Burke’s unrefined theory thus took Immanuel Kant on a journey a few years later. For Kant, the sublime is a disposition of mind: “an object (of nature) the representation of which determines the mind to think of the unattainability of nature as a presentation of ideas” (Kant in Clewis 2019, p. 139). In short, your cognitive faculties experience the sublime “occasioned by the senses” (Forsey in Clewis 2019, p. 322). When the senses perceive something with magnitude (Kant’s favored term), the mind is incapable of processing the size or scale; we then experience the failure of our rational faculties while simultaneously feeling displeasure upon discovering that I am a subject with an unlimited capacity for imagination.   Despite the terrifying or magnificent objects, for there to be a sublime experience, one must also experience their astonishment in safety. When stranded, Everest is no longer sublime, nor the Grand Canyon if you are plunging to your death. 

So, is a sublime pandemic possible?

We cannot feel or touch the coronavirus (unless we have it) and its images of infected bodies could be images of any kind of health issue (we also see various animations of the microscopic virus itself, hardly seeing it in the true sense). The virus then becomes visible through the pandemic charts and graphs – its data. We track the virus on news and government sites with numbers of confirmed cases, hospitalizations, and deaths on a day-by-day basis.
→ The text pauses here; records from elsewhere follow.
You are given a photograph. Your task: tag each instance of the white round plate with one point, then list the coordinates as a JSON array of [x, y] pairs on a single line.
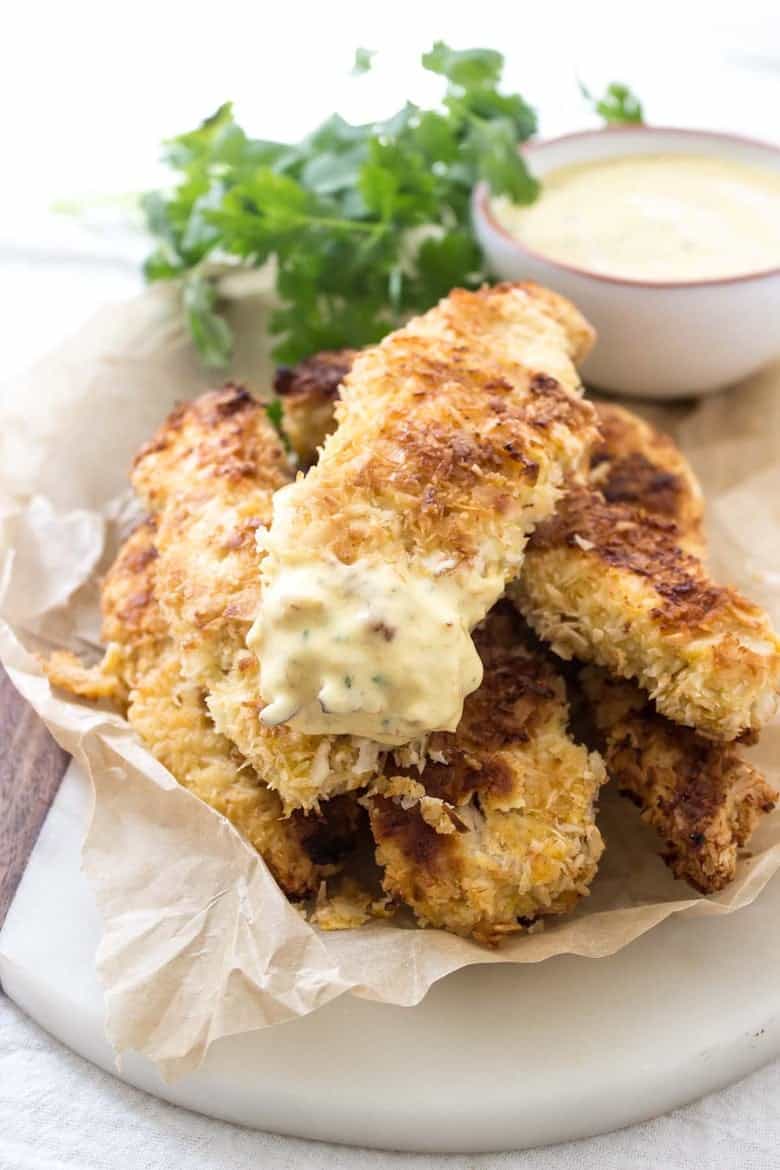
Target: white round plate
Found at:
[[495, 1058]]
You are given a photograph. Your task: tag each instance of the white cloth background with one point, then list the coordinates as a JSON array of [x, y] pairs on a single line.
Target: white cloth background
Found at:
[[90, 100], [60, 1113]]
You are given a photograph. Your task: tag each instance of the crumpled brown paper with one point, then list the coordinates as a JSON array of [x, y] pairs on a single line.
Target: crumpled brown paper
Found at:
[[198, 940]]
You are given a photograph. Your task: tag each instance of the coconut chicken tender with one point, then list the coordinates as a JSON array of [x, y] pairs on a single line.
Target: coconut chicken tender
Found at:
[[209, 475], [454, 436], [703, 798], [170, 715], [612, 582], [499, 827]]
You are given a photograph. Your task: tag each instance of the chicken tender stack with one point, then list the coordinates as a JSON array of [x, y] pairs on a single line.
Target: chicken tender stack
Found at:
[[140, 673], [702, 797], [621, 586], [209, 474], [454, 438], [515, 837]]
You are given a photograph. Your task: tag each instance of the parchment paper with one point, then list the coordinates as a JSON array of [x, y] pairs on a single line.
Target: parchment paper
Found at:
[[198, 940]]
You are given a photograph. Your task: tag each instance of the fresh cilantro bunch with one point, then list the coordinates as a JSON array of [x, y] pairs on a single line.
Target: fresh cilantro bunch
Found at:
[[367, 224], [618, 107]]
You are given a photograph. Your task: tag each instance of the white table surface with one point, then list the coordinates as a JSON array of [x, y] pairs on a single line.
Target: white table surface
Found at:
[[56, 1110]]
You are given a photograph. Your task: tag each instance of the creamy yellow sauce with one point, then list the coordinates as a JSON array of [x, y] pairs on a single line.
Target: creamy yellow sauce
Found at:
[[354, 648], [654, 217]]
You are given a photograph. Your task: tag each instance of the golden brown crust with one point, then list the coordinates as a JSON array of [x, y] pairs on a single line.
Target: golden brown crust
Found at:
[[221, 436], [449, 418], [702, 797], [620, 582], [211, 472], [515, 835], [140, 673]]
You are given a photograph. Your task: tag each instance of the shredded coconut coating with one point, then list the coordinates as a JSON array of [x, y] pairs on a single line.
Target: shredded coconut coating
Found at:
[[509, 831], [211, 473], [454, 436], [702, 797], [170, 715], [615, 578]]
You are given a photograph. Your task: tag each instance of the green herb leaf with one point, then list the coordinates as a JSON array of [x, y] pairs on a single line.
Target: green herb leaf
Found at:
[[618, 107], [464, 67], [363, 59], [211, 332]]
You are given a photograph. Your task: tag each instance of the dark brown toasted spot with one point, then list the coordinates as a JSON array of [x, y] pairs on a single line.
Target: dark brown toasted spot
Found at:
[[319, 376], [635, 480], [646, 545], [408, 832]]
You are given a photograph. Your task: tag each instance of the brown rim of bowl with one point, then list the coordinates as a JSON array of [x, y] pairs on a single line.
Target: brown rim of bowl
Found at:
[[482, 206]]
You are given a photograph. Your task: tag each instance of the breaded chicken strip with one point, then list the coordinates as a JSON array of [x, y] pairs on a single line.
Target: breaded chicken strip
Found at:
[[519, 795], [702, 797], [634, 463], [209, 474], [454, 436], [168, 714], [615, 578], [309, 393]]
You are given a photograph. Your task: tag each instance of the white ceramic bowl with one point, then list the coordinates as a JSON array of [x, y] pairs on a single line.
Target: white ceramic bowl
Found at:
[[656, 338]]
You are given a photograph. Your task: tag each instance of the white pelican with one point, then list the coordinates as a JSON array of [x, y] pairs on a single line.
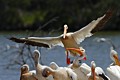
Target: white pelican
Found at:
[[62, 73], [96, 73], [39, 67], [26, 74], [53, 65], [68, 40], [81, 69], [113, 71]]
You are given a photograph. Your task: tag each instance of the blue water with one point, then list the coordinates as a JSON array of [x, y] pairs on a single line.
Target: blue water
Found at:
[[99, 52]]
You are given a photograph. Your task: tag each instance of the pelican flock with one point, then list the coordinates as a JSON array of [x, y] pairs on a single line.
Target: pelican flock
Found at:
[[113, 70], [70, 41]]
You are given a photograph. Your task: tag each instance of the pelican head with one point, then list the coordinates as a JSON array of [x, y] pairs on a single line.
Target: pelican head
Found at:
[[24, 68], [36, 56], [65, 31], [53, 65], [93, 65]]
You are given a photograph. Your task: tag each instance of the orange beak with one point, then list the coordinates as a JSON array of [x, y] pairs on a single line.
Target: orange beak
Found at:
[[77, 51], [65, 31], [67, 59], [116, 60], [84, 58]]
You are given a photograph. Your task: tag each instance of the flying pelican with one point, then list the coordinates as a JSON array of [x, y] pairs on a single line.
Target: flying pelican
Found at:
[[61, 73], [26, 74], [67, 40], [113, 71], [97, 73]]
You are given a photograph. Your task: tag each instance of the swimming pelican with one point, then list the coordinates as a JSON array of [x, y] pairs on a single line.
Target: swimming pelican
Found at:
[[26, 74], [68, 40], [81, 69], [113, 71], [97, 73], [62, 73], [39, 67]]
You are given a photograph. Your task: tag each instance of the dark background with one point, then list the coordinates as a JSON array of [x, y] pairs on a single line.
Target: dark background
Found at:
[[53, 14]]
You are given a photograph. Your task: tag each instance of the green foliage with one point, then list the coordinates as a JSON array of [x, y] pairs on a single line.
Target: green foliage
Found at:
[[30, 14]]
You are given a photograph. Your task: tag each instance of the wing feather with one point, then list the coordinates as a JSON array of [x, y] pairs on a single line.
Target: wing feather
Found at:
[[93, 26], [38, 41]]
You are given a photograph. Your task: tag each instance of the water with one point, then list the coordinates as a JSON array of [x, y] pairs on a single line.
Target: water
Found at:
[[99, 52]]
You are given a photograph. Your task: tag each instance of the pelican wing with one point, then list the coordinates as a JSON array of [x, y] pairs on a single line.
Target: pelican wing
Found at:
[[113, 72], [93, 26], [37, 41]]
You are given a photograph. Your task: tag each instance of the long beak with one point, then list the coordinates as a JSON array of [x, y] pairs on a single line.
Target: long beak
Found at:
[[65, 31], [116, 59], [67, 59]]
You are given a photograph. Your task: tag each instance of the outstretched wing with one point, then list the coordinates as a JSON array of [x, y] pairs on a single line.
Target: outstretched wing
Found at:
[[92, 27], [47, 42]]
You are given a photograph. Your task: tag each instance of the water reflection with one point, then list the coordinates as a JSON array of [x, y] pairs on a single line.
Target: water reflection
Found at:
[[99, 52]]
We can see the rate of infection by age and race; its location at local, provincial, national, and global levels; and compare these data sets with other countries. It amounts to a lot of numbers – some stick out as immediately terrifying while others are too vast to comprehend, especially given the global reach of the virus. But there is something about the mapping of the pandemic that offers the sublime – a map offers a spatial representation that demands our imaginations while numbers are, simply, numbers. For example, 200 deaths a day may seem insignificant if we compare average daily death rates prior to COVID-19. In short, numbers aren’t sublime but perhaps the magnitude of a time-lapse world map could be. 

Daily New COVID-19 Deaths, Ourworldindata.org, https://vimeo.com/409946713

Time-based maps are available to view for many sets of coronavirus data. In the above, Daily New Deaths, the legend ranging from 0 to >2,500 is significant but to a limited degree given that the changes in colors are not equal sets of measurement. What is sublime here is the explosion of deaths at the beginning of March and its visualization. The map bursts with flashing colors, a stand-in for the invisibility of the virus as well as the death that happens so far from our homes then quickly into our neighborhoods. 

Although there is the affected spectator of the sublime, in some kind of physical or mental pain, the early sublime theorists forget that embodied experience includes the experience of temporality: a storm terrifies because the wind shakes trees and houses; the terror of a volcano is the slow movement of lava and eruptions, edging closer to our safe boundaries. While winds and lava are part of our immediate sense perceptions and they have magnitude in terms of the damage they may cause, the above death-toll map (and others like it) has much less to do with an array of senses as it does with the cognitive frustration of trying to comprehend the rapid spread of COVID-19 death from the month of March to the present (April 17). The virus is sublime as it becomes tangible through its hosts that are then transformed into global data. We are frustrated by this display of disorienting time across such a grand space. 

Whether we are safe or in crisis determines how we continue our scholarly work. In my safety, coronavirus offers me the chance to think through the use-value of the theory of the sublime. 

References

Burke, E. 1993. A Philosophical Inquiry (A. Phillips, Ed.). Oxford: Oxford University Press. (Original work published 1757). 

Clewis, R. C. (ed.) 2019. The Sublime Reader. London and New York: Bloomsbury Academic.